Graham accepted his award during a video call on the last evening of the National Tropical Weather Conference in South Padre Island, Texas. While he was unable to attend the 2023 conference in-person this year, he has attended the last several years, representing the National Hurricane Center there. During the presentation of the award, Graham described the National Tropical Weather Conference as one of his favorite weather conferences.

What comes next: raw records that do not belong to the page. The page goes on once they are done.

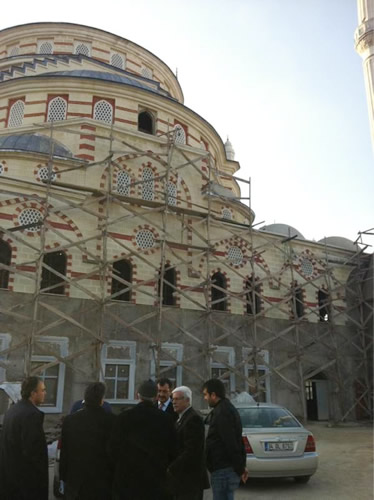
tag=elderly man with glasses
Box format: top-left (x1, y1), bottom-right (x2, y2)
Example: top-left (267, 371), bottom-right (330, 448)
top-left (168, 386), bottom-right (209, 500)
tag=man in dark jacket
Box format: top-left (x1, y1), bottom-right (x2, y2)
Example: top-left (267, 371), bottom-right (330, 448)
top-left (168, 386), bottom-right (209, 500)
top-left (203, 379), bottom-right (248, 500)
top-left (110, 380), bottom-right (176, 500)
top-left (60, 382), bottom-right (115, 500)
top-left (0, 377), bottom-right (48, 500)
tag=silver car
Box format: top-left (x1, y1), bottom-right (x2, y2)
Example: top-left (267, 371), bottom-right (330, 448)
top-left (235, 403), bottom-right (318, 483)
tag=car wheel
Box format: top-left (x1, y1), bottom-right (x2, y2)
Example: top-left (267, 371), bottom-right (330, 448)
top-left (53, 478), bottom-right (64, 498)
top-left (295, 476), bottom-right (311, 483)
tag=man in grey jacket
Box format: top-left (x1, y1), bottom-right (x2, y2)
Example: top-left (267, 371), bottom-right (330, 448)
top-left (203, 379), bottom-right (248, 500)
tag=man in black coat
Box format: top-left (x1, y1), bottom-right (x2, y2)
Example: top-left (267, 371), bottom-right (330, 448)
top-left (60, 382), bottom-right (115, 500)
top-left (203, 379), bottom-right (248, 500)
top-left (110, 380), bottom-right (176, 500)
top-left (0, 377), bottom-right (48, 500)
top-left (168, 386), bottom-right (209, 500)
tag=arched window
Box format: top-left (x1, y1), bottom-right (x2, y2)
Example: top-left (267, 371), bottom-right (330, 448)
top-left (138, 111), bottom-right (154, 134)
top-left (47, 97), bottom-right (68, 122)
top-left (166, 181), bottom-right (177, 207)
top-left (117, 170), bottom-right (131, 196)
top-left (211, 272), bottom-right (227, 311)
top-left (318, 290), bottom-right (331, 321)
top-left (94, 100), bottom-right (113, 123)
top-left (111, 260), bottom-right (132, 302)
top-left (8, 100), bottom-right (25, 128)
top-left (110, 54), bottom-right (125, 69)
top-left (39, 41), bottom-right (53, 54)
top-left (158, 268), bottom-right (176, 306)
top-left (142, 167), bottom-right (155, 201)
top-left (0, 240), bottom-right (12, 288)
top-left (293, 286), bottom-right (304, 318)
top-left (245, 279), bottom-right (261, 314)
top-left (74, 43), bottom-right (90, 57)
top-left (174, 123), bottom-right (186, 144)
top-left (40, 252), bottom-right (66, 295)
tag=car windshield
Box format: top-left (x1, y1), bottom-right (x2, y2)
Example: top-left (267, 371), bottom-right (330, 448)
top-left (238, 407), bottom-right (301, 428)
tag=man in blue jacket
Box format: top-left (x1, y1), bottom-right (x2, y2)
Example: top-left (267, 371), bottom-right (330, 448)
top-left (203, 379), bottom-right (248, 500)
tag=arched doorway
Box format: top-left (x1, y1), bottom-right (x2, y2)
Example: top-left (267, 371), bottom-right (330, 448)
top-left (305, 373), bottom-right (329, 420)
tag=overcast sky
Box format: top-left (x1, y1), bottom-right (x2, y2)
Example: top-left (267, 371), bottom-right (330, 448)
top-left (0, 0), bottom-right (374, 244)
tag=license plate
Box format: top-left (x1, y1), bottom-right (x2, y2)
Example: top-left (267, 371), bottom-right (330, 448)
top-left (265, 442), bottom-right (293, 451)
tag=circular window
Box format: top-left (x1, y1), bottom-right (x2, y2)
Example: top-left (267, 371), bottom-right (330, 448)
top-left (135, 229), bottom-right (155, 248)
top-left (38, 167), bottom-right (56, 182)
top-left (18, 208), bottom-right (43, 233)
top-left (300, 259), bottom-right (314, 276)
top-left (222, 208), bottom-right (232, 220)
top-left (227, 247), bottom-right (243, 266)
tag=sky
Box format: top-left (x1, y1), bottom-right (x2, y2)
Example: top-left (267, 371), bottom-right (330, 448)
top-left (0, 0), bottom-right (374, 243)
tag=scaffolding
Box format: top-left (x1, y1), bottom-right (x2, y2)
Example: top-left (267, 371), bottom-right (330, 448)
top-left (0, 120), bottom-right (373, 420)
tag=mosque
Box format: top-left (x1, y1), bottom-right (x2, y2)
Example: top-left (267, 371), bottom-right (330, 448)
top-left (0, 15), bottom-right (373, 421)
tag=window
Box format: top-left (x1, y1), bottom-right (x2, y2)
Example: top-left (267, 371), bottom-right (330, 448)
top-left (210, 346), bottom-right (235, 398)
top-left (138, 111), bottom-right (154, 134)
top-left (174, 124), bottom-right (186, 144)
top-left (111, 260), bottom-right (132, 302)
top-left (293, 286), bottom-right (304, 318)
top-left (166, 181), bottom-right (177, 207)
top-left (8, 100), bottom-right (25, 128)
top-left (94, 100), bottom-right (113, 123)
top-left (211, 272), bottom-right (227, 311)
top-left (318, 290), bottom-right (331, 321)
top-left (142, 167), bottom-right (155, 201)
top-left (31, 336), bottom-right (69, 413)
top-left (39, 40), bottom-right (53, 54)
top-left (158, 268), bottom-right (176, 306)
top-left (0, 240), bottom-right (12, 288)
top-left (141, 66), bottom-right (153, 80)
top-left (110, 53), bottom-right (125, 69)
top-left (243, 348), bottom-right (271, 403)
top-left (117, 170), bottom-right (130, 196)
top-left (245, 279), bottom-right (261, 314)
top-left (151, 342), bottom-right (183, 387)
top-left (47, 97), bottom-right (67, 122)
top-left (101, 340), bottom-right (136, 403)
top-left (0, 333), bottom-right (10, 383)
top-left (40, 252), bottom-right (66, 295)
top-left (74, 43), bottom-right (90, 57)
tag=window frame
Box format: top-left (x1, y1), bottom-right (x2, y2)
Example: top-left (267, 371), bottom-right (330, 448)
top-left (100, 340), bottom-right (136, 404)
top-left (31, 336), bottom-right (69, 413)
top-left (150, 342), bottom-right (183, 387)
top-left (242, 347), bottom-right (271, 403)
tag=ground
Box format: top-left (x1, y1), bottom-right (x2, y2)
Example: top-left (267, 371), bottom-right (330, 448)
top-left (49, 423), bottom-right (374, 500)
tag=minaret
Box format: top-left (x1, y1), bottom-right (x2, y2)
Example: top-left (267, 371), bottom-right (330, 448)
top-left (355, 0), bottom-right (374, 148)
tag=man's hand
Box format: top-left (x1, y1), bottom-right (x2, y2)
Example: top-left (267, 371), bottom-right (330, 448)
top-left (240, 469), bottom-right (249, 484)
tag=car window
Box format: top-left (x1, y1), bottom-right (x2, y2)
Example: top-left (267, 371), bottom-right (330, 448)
top-left (238, 407), bottom-right (301, 428)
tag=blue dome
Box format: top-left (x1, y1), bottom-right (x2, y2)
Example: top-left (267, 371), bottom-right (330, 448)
top-left (0, 134), bottom-right (74, 158)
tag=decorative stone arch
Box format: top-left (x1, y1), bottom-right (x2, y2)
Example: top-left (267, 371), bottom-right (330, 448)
top-left (106, 252), bottom-right (138, 304)
top-left (209, 267), bottom-right (231, 312)
top-left (243, 273), bottom-right (264, 314)
top-left (0, 233), bottom-right (17, 292)
top-left (154, 260), bottom-right (182, 307)
top-left (45, 246), bottom-right (73, 297)
top-left (34, 163), bottom-right (61, 184)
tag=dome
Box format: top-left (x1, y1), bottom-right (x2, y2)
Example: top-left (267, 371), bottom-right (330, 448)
top-left (0, 134), bottom-right (73, 158)
top-left (225, 138), bottom-right (235, 160)
top-left (318, 236), bottom-right (358, 251)
top-left (260, 224), bottom-right (305, 240)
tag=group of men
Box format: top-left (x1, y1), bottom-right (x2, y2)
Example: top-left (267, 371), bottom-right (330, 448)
top-left (0, 377), bottom-right (248, 500)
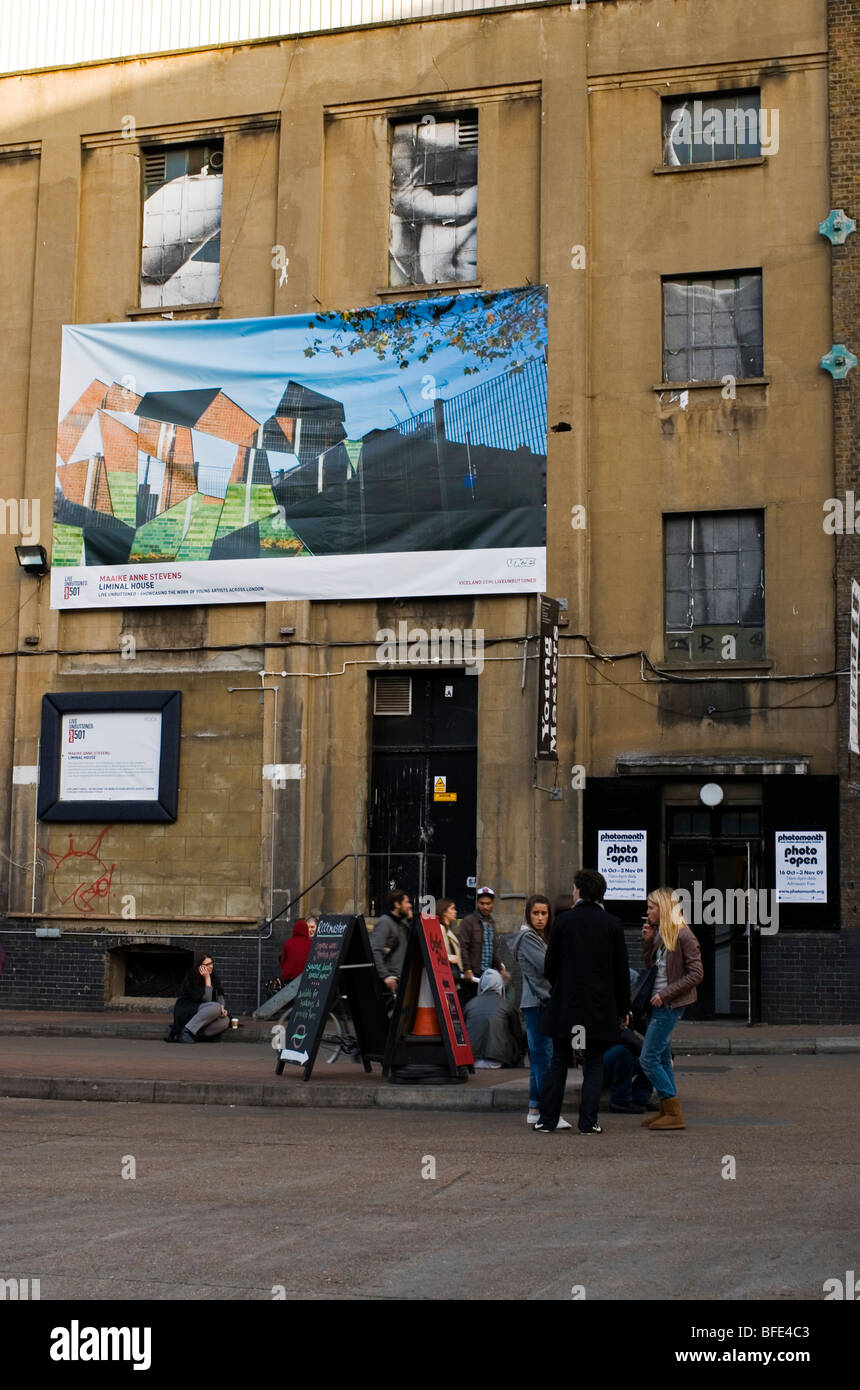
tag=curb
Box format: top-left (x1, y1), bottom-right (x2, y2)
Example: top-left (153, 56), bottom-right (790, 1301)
top-left (0, 1037), bottom-right (860, 1113)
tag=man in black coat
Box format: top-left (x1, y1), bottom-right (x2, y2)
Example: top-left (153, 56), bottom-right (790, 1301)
top-left (535, 869), bottom-right (629, 1134)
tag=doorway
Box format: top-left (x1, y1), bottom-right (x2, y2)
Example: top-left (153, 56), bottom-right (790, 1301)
top-left (368, 670), bottom-right (478, 916)
top-left (665, 802), bottom-right (763, 1019)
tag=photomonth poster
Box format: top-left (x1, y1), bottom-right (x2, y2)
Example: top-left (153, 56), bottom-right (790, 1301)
top-left (597, 830), bottom-right (647, 898)
top-left (774, 830), bottom-right (827, 902)
top-left (51, 286), bottom-right (547, 609)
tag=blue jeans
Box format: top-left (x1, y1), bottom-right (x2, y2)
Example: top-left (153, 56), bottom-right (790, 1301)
top-left (639, 1005), bottom-right (684, 1101)
top-left (522, 1004), bottom-right (553, 1111)
top-left (603, 1043), bottom-right (652, 1105)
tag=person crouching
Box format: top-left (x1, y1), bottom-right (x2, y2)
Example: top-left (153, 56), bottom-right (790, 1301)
top-left (171, 951), bottom-right (229, 1043)
top-left (464, 970), bottom-right (522, 1066)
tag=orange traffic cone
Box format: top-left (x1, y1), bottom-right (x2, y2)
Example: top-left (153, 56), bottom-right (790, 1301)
top-left (413, 970), bottom-right (440, 1038)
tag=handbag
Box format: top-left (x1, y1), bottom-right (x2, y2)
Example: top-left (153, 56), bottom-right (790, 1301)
top-left (631, 965), bottom-right (657, 1033)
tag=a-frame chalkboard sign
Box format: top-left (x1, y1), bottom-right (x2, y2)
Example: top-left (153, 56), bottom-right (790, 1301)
top-left (382, 917), bottom-right (474, 1081)
top-left (275, 916), bottom-right (388, 1081)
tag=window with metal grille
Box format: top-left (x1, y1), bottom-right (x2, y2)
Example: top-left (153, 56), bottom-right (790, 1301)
top-left (140, 142), bottom-right (224, 309)
top-left (663, 270), bottom-right (764, 381)
top-left (663, 512), bottom-right (764, 632)
top-left (374, 676), bottom-right (413, 714)
top-left (663, 90), bottom-right (761, 165)
top-left (389, 111), bottom-right (478, 285)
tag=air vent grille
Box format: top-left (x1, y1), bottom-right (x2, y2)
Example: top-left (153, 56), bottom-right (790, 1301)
top-left (374, 676), bottom-right (413, 714)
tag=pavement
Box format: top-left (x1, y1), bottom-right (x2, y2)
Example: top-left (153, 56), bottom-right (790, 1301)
top-left (0, 1038), bottom-right (860, 1301)
top-left (0, 1009), bottom-right (860, 1111)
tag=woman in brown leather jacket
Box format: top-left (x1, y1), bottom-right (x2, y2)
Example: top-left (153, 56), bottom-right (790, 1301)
top-left (639, 888), bottom-right (704, 1131)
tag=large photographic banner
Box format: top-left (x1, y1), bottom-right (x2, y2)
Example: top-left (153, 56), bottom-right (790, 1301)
top-left (51, 286), bottom-right (547, 609)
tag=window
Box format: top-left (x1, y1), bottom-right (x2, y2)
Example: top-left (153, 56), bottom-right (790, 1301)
top-left (663, 512), bottom-right (764, 662)
top-left (663, 271), bottom-right (764, 381)
top-left (389, 111), bottom-right (478, 285)
top-left (663, 92), bottom-right (761, 167)
top-left (140, 143), bottom-right (224, 309)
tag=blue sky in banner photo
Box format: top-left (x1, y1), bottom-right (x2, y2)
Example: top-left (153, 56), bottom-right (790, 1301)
top-left (60, 288), bottom-right (546, 439)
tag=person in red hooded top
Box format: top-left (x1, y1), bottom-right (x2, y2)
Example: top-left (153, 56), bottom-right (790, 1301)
top-left (281, 917), bottom-right (317, 984)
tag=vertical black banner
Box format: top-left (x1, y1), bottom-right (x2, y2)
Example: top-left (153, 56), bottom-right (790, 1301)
top-left (538, 596), bottom-right (559, 763)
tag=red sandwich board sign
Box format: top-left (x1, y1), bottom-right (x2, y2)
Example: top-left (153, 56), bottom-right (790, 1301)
top-left (382, 917), bottom-right (474, 1080)
top-left (421, 917), bottom-right (475, 1066)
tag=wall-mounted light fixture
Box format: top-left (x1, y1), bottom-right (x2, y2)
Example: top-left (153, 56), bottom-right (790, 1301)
top-left (15, 545), bottom-right (50, 580)
top-left (699, 783), bottom-right (722, 806)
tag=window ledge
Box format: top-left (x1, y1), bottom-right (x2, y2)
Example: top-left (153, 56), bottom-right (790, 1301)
top-left (652, 154), bottom-right (767, 174)
top-left (125, 299), bottom-right (224, 318)
top-left (654, 656), bottom-right (774, 674)
top-left (652, 374), bottom-right (771, 392)
top-left (374, 279), bottom-right (483, 299)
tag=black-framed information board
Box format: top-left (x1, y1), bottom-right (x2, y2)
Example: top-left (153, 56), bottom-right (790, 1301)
top-left (38, 691), bottom-right (182, 821)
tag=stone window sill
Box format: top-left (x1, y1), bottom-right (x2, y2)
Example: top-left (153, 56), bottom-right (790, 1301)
top-left (652, 377), bottom-right (771, 392)
top-left (652, 154), bottom-right (767, 174)
top-left (374, 279), bottom-right (483, 299)
top-left (660, 656), bottom-right (774, 676)
top-left (125, 299), bottom-right (224, 318)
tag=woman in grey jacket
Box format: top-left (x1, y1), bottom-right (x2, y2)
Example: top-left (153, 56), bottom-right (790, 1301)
top-left (511, 892), bottom-right (558, 1129)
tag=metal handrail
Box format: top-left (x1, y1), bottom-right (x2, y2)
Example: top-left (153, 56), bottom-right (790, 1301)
top-left (261, 849), bottom-right (447, 927)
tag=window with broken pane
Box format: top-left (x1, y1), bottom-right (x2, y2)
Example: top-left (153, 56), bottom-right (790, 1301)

The award is named in honor of Robert and Joanne Simpson, famous meteorologists who were dedicated to tropical weather. Robert Homer Simpson was the first director of the National Hurricane Research Project (NHRP) from 1955–1959 and the Director of the National Hurricane Center from 1967–1974.) He is perhaps most famous for the hurricane scale that carries his name and the scale’s co-developer, Herbert Saffir: the Saffir-Simpson Scale. His wife Joanne Simpson had an equally impressive career; as the first woman in the United States to receive a Ph.D. in meteorology,she taught and researched meteorology at numerous universities as well as the federal government. Joanne Simpson contributed to many areas of the atmospheric sciences, particularly in the field of tropical meteorology. She has researched hot towers, hurricanes, the trade winds, air-sea interactions, and helped develop the Tropical Rainfall Measuring Mission (TRMM) which is used to analyze precipitation from these potent storms.